Which rhythm is described as very dangerous in acute myocardial infarction or heart disease and is commonly caused by digoxin toxicity, presenting with a rapid, regular pulse and signs of decreased cardiac output?

This rhythm is most characteristic of atrial tachycardia caused by digoxin toxicity, especially in the setting of acute myocardial infarction or structural heart disease. Digoxin toxicity can provoke a rapid, regular atrial rhythm by increasing automaticity in atrial tissue. When the AV node conducts normally or with only modest block, the ventricles follow that rapid atrial rate, producing a fast, regular pulse. In a patient with ischemic heart disease, this rapid, regular rhythm reduces diastolic filling time, lowering cardiac output and worsening signs of heart failure or shock.

Other patterns each have distinguishing clues.
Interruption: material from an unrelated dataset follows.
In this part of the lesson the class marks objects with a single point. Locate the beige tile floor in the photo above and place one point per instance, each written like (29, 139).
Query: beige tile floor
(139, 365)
Atrial flutter has a sawtooth atrial pattern and, depending on conduction, can produce a rapid but typically more organized ventricular response; it’s not the classic digoxin-associated arrhythmia. Atrial fibrillation creates an irregularly irregular rhythm with no distinct P waves, which shifts the hemodynamic picture and is common in heart disease but not the hallmark digoxin-toxicity presentation described here. Junctional tachycardia arises from the AV junction and usually shows different P-wave patterns and a different clinical context, making it less tied to digoxin toxicity.